On Investing:


Q:  You have articulated your investment philosophy but can you talk a little about process?


A:  I do have a 100 point scoring scheme that all prospective investments are run through. It is made up of both objective and subjective criteria and requires significant time, research, and consideration to be completed. I am acutely aware that the investment decision making process cannot be reduced to a numerical scoring system. Having said that, I am an advocate of checklists, be they in cockpits or operating rooms, as they are time proven in reducing unforced errors. My checklist forces me to look through the prism from many different angles.


Q:  Having done that initial work what becomes your primary focus?


A:  I am typically focusing on free cash flow businesses, companies that consistently generate cash flow in excess of their expenses and capital requirements. So I am focusing on that free cash flow and trying to determine:


a)      What the free cash flow truly is.

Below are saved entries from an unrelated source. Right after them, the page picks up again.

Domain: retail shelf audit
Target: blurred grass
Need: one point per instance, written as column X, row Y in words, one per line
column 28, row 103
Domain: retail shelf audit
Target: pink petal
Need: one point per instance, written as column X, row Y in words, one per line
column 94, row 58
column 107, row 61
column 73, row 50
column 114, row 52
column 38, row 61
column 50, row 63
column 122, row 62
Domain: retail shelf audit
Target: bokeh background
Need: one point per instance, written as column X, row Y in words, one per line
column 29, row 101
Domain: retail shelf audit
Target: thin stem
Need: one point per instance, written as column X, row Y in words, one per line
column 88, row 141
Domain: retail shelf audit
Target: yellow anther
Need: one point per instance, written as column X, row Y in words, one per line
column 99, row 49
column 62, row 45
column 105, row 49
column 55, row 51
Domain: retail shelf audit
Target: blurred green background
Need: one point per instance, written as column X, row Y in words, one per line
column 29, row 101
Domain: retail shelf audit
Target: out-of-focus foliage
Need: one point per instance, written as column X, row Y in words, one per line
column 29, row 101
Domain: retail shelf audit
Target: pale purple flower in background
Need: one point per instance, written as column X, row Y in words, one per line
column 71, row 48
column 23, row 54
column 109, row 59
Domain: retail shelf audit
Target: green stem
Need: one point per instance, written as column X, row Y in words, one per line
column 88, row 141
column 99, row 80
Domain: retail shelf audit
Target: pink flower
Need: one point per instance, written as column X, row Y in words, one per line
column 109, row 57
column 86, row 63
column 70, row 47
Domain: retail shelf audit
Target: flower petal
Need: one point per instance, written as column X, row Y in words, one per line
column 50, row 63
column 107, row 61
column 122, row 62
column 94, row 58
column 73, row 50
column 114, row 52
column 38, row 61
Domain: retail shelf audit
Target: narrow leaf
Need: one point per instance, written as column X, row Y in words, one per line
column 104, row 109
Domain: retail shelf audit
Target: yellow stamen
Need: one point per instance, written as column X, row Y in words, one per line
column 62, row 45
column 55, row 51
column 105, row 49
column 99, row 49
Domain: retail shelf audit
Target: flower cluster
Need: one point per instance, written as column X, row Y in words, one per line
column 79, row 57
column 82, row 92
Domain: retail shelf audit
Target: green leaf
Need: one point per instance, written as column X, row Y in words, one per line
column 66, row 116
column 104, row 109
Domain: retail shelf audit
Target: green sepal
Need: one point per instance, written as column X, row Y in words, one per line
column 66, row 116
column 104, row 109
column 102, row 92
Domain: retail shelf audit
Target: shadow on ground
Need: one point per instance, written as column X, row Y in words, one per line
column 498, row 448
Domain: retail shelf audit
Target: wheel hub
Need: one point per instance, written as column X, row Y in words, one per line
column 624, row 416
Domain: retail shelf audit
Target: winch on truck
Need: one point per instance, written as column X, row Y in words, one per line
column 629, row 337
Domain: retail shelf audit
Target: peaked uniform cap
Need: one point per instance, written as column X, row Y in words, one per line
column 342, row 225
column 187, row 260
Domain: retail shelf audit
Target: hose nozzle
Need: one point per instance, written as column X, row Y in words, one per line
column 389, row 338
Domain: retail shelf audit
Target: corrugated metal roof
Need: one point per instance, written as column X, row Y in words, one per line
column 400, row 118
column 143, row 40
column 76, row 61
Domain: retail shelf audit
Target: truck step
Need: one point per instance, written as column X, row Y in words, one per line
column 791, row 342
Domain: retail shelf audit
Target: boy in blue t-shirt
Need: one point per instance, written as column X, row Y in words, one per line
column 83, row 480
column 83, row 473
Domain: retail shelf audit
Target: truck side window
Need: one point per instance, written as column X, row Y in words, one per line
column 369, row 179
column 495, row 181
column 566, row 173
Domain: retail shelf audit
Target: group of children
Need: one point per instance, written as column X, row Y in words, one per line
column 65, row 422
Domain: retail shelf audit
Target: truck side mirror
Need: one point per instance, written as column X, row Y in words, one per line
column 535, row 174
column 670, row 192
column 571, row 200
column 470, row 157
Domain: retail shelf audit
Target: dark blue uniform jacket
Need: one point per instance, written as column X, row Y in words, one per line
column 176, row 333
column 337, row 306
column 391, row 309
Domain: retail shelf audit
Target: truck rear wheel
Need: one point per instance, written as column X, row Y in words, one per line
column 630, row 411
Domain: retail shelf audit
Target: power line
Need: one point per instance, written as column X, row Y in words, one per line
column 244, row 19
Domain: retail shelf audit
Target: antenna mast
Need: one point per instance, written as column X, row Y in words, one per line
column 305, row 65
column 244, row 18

b)      Is it growing, stable, or in decline.

c)       How resilient it is to past and future change.

d)      Management’s ability to allocate free cash flow in the interests of a long term owner.


Q:  How do you forecast growth?


A:  Differently than when I was younger. Then I would have been guilty of aspiring to misplaced precision, ascribing 8% growth for some and 12% for others. Now I limit my growth tree deliberations to three branches; growth, flat line, or decline. Long term it is the direction, rather than the degree, that really matters.  I find myself able to focus on a much more cogent thesis thinking along these lines.


Q:  How do you evaluate management?


A:  I do directly talk to management with our small and mid-cap companies though less so with the large multinationals. It is a tough question as some executives are good at talking about their business while others are good at running their business. You have to be careful about what impresses you.

With that limitation I ascribe considerable weight to their ability to allocate the company’s free cash flow over the last ten years. It is a challenge to allocate this capital well and financial statements capture this ten year record accurately, sometimes painfully so.

We are also attracted to plain-spoken management teams with material share holdings of their company stock.


Q:  What is the biggest thing you have learned in your investment career?


A:  Focus on strong resilient businesses. Investors are constantly weighing the balance of quality and price as they make their decisions. Initially, many value investors have a magnetic intellectual pull towards inexpensive, less known securities. Time is a friend to a strong business, sometimes less so to the statistically cheap. I remain resolute in waiting for a bargain price but the quality of the business weighs more and more on the pool of prospective investments I consider.